MASSALIANI (o messaliani; dall'aramaico mĕṣallīn "i preganti"; gr. εὐχῖται da εὐχή "preghiera" donde anche "euchiti")
Settarî, detti così perché per essi la preghiera era il mezzo per eccellenza, se non l'unico mezzo, per vincere il demonio, che è in ogni uomo a seguito del peccato di Adamo, e per porsi in comunione con Dio. In conseguenza di questa loro convinzione tenevano in poco o nessun conto l'organizzazione e la prassi ecclesiastica non assegnando grande valore agli stessi sacramenti. Furono per questo condannati dal sinodo di Side (Panfilia) verso il 390 e quindi dal sinodo di Efeso. Provenienti dalla Mesopotamia, nella seconda metà del sec. IV, si diffusero largamente - per quanto non disciplinati in un'organizzazione ecclesiastica - in tutta l'Asia Minore fino all'Armenia, in Siria e anche in Egitto.
Possedevano un loro libro (Asceticon) condannato al sinodo di Efeso (?) e oggi perduto; studî recenti assegnano ad autori massaliani la maggior parte degli scritti che ci sono giunti sotto il nome di Macario l'Egiziano (v.). Questi scritti attenuano notevolmente le tinte fosche con le quali la tradizione eresiologica ha dipinto la setta e ci mostrano l'importanza della mistica massaliana per lo studio della mistica orientale. Influenze massaliane sono state riscontrate anche nella mistica musulmana (v. sufismo). I massaliani, che sopravvissero in alcune regioni dell'Asia Minore fino al sec. X furono anche detti entusiasti, pneumatici, coreuti, adelfiani, lampetiani, marciani.
Bibl.: Oltre quella citata da G. Bareille, in Dictionnaire de théologie catholique, V, coll. 1454-1465 (articolo peraltro anteriore agli studî sulla letteratura pseudomacariana) e alla voce macario l'egiziano, v.
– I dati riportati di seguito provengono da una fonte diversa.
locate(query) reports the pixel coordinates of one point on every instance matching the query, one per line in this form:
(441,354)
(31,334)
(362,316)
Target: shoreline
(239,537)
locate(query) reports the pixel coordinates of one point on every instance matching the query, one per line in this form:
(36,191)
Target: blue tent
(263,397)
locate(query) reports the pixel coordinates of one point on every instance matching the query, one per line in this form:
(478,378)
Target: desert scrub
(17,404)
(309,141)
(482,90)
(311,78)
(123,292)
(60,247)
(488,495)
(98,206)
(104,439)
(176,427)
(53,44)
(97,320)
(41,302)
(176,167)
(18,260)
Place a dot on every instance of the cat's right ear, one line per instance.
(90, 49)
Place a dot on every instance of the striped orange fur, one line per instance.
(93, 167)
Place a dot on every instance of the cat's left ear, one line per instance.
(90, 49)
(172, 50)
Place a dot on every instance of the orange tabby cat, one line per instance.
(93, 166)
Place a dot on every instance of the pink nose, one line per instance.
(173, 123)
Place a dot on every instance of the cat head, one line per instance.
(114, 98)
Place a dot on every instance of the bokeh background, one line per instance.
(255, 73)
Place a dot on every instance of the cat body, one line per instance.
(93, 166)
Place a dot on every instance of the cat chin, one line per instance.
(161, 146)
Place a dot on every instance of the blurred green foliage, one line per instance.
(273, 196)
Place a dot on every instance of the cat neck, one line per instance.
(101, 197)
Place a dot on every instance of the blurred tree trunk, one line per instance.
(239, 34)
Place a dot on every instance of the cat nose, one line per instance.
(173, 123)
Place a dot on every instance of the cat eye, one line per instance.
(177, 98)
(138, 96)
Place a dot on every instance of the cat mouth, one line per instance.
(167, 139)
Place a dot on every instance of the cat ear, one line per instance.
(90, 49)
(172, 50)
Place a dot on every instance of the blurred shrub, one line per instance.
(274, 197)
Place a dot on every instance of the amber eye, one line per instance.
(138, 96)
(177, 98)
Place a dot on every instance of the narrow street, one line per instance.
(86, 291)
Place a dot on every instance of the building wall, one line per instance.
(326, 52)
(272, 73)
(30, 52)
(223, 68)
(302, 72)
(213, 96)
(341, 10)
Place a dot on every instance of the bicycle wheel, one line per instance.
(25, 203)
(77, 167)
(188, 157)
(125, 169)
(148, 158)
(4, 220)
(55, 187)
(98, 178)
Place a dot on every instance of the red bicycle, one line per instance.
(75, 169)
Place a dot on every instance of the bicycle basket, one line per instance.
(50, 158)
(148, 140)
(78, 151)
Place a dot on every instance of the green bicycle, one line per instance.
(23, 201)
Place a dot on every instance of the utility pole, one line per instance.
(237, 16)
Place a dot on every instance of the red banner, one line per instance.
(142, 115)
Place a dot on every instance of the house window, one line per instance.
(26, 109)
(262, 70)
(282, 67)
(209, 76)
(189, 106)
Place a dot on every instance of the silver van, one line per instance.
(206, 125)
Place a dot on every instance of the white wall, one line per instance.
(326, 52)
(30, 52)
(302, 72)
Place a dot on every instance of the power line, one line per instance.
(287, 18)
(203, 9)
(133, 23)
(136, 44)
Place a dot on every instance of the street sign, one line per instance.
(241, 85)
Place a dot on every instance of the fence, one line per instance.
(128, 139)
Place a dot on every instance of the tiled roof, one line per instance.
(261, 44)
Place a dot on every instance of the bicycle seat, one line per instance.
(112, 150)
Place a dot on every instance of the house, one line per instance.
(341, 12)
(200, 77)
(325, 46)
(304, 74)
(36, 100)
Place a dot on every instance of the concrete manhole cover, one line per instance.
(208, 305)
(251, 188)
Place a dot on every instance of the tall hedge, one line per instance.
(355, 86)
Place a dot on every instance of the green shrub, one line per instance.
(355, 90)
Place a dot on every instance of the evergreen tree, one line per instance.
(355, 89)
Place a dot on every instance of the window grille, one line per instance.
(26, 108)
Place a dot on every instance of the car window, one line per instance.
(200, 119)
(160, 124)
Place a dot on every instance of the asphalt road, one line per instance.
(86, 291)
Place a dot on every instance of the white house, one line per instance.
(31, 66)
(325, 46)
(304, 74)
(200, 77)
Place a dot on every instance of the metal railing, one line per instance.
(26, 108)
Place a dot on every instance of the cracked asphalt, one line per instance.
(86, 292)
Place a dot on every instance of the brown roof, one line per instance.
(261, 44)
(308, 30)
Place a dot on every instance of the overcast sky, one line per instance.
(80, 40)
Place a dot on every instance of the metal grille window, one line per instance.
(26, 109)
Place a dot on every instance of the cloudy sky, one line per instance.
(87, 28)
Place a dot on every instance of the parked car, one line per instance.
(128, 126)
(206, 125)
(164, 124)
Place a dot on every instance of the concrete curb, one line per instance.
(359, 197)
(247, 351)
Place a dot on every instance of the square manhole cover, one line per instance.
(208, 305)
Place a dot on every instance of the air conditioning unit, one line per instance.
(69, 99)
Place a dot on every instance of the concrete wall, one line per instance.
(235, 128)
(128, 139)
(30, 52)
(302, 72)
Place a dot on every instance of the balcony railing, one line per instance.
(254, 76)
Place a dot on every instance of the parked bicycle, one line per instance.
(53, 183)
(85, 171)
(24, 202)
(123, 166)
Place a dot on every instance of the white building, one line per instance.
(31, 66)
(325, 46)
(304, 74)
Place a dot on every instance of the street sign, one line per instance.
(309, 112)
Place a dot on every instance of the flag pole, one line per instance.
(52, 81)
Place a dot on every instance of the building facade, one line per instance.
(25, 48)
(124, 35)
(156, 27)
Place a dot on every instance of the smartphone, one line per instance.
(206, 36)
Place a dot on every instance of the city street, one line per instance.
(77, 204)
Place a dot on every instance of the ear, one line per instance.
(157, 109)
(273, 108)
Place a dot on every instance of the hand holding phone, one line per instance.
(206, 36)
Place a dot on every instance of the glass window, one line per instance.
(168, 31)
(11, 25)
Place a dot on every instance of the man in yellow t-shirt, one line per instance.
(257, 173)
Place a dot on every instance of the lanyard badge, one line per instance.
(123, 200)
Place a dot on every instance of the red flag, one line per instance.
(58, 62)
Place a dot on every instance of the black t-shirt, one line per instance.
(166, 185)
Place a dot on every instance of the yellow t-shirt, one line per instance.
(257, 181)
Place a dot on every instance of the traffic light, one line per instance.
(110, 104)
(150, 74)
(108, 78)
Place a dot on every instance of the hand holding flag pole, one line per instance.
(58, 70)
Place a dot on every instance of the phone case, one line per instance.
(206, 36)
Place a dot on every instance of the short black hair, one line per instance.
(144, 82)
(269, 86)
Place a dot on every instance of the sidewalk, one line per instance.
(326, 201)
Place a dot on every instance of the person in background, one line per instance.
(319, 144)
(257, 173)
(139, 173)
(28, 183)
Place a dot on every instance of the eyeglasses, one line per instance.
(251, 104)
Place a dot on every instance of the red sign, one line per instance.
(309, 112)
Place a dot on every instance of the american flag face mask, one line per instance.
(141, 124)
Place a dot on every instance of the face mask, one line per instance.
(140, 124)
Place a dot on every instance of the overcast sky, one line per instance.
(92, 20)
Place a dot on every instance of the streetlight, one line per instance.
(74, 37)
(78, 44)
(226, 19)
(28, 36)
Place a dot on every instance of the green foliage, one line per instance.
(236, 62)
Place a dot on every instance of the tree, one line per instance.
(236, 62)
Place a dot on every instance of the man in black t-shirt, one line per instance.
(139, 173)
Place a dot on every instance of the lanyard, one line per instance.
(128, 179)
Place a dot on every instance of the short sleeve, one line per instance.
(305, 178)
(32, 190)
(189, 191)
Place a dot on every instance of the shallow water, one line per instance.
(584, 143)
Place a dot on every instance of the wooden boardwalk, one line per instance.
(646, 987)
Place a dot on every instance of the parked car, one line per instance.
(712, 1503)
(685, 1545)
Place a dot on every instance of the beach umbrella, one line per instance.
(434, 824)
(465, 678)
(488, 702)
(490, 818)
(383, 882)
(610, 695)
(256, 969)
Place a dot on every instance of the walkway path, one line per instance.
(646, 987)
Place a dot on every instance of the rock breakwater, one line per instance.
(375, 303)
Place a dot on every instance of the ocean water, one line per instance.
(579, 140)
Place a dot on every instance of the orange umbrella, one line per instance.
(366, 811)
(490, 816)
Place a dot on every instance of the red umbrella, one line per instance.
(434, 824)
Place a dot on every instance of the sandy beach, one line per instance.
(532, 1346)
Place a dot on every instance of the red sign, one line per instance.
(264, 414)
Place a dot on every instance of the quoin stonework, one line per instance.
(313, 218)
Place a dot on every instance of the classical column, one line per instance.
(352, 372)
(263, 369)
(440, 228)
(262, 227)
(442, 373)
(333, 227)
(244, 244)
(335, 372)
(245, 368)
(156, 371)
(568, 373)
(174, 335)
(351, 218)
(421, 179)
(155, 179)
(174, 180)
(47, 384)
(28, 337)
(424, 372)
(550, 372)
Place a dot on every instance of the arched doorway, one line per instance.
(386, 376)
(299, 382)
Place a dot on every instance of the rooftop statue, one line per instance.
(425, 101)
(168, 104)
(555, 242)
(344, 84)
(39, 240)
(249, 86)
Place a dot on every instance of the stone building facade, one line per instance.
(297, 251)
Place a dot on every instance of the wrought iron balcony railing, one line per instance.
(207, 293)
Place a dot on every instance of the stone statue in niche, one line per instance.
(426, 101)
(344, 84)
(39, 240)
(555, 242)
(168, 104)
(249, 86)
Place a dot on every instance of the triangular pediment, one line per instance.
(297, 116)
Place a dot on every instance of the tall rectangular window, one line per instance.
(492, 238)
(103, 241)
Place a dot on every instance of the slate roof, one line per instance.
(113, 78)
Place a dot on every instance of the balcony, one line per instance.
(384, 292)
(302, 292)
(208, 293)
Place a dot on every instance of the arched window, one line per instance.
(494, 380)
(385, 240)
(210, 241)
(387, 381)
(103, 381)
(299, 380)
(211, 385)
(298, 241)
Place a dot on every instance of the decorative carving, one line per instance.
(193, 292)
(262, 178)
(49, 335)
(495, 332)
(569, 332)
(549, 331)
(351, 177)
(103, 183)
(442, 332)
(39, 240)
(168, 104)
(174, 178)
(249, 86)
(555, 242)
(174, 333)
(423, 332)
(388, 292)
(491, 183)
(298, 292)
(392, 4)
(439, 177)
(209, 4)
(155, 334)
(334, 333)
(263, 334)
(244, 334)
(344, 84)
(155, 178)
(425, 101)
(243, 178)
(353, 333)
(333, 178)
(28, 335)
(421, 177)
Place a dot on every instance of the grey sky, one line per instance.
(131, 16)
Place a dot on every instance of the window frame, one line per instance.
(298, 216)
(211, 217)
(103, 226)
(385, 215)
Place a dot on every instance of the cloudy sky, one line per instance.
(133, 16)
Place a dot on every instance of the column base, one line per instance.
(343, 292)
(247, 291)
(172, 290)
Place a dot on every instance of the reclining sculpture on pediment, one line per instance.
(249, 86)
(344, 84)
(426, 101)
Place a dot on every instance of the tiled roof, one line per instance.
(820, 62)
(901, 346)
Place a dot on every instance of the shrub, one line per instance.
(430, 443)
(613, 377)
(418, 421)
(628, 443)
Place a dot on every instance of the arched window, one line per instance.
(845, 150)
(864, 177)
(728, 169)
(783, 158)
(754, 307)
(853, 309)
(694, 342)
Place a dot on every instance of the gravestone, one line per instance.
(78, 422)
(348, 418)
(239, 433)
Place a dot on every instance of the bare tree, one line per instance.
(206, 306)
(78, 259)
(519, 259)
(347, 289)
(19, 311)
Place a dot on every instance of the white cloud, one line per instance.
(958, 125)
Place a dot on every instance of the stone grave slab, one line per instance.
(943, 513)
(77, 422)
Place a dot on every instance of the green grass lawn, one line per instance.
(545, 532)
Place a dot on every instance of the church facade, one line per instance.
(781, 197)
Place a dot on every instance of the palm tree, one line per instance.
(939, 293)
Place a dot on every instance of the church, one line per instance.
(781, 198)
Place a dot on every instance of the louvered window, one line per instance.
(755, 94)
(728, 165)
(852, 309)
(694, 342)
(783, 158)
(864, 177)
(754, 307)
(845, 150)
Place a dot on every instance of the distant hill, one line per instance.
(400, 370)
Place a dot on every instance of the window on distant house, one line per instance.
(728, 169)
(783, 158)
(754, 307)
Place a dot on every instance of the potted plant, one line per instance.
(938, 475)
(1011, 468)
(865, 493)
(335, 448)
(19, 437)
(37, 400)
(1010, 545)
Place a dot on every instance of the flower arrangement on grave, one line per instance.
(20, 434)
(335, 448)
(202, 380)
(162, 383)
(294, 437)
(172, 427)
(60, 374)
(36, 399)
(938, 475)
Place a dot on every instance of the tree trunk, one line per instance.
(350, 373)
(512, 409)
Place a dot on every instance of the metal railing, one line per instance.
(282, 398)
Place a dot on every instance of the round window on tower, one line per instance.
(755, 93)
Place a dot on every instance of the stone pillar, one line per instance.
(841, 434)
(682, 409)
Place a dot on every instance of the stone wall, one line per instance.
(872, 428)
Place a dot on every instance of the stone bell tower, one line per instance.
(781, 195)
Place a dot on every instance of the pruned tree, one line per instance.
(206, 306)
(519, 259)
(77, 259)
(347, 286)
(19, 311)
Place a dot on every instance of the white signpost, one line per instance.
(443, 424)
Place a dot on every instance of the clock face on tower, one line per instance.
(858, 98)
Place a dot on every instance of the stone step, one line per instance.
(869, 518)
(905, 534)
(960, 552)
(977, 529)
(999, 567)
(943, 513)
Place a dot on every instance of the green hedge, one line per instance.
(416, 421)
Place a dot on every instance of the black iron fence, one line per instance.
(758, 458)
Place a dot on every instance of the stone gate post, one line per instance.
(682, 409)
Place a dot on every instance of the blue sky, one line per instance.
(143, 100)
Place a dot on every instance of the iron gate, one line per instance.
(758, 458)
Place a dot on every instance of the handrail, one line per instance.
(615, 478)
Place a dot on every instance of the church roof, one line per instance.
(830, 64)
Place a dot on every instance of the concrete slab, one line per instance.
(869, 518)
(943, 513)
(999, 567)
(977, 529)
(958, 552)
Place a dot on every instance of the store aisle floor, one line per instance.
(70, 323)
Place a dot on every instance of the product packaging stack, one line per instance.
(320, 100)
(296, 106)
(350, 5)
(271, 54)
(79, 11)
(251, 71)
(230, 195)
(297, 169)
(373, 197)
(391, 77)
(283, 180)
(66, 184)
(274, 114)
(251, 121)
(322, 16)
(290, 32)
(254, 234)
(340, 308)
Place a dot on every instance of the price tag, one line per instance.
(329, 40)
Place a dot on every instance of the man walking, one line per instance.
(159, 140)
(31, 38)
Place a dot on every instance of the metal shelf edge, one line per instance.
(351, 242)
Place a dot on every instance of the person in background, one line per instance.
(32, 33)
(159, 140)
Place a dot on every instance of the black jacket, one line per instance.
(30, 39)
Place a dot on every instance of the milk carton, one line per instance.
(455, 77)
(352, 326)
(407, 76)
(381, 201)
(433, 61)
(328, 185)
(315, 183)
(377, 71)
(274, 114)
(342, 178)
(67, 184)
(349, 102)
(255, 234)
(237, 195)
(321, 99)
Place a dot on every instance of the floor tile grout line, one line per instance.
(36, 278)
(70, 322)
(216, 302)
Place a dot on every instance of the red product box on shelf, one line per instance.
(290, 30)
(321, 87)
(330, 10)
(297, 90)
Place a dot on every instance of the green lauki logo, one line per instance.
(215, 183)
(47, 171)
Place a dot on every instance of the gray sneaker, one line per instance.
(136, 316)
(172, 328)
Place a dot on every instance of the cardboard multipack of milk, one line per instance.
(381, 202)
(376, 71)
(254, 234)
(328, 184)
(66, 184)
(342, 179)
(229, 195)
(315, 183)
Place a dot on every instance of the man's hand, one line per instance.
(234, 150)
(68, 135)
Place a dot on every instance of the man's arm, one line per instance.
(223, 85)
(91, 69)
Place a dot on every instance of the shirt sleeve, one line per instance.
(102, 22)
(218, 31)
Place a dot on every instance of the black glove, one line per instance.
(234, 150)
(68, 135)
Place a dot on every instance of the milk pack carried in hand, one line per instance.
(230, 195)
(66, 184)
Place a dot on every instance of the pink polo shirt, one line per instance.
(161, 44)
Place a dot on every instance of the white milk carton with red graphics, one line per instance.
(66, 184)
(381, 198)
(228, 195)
A. Jülicher, Geheiligte Ketzer, in Protestantische Monatshefte, XXV (1921), p. 58 seg.; R. Hartmann, Zur Frage nach der Herkunft und den Anfängen des Sufismus, in Der Islam, VI (1916), p. 56 segg.; G. L. Marriott, The Messalians and the discovery of their ascetik book, in Harvard theolog. rev., XIX (1916), p. 191 segg.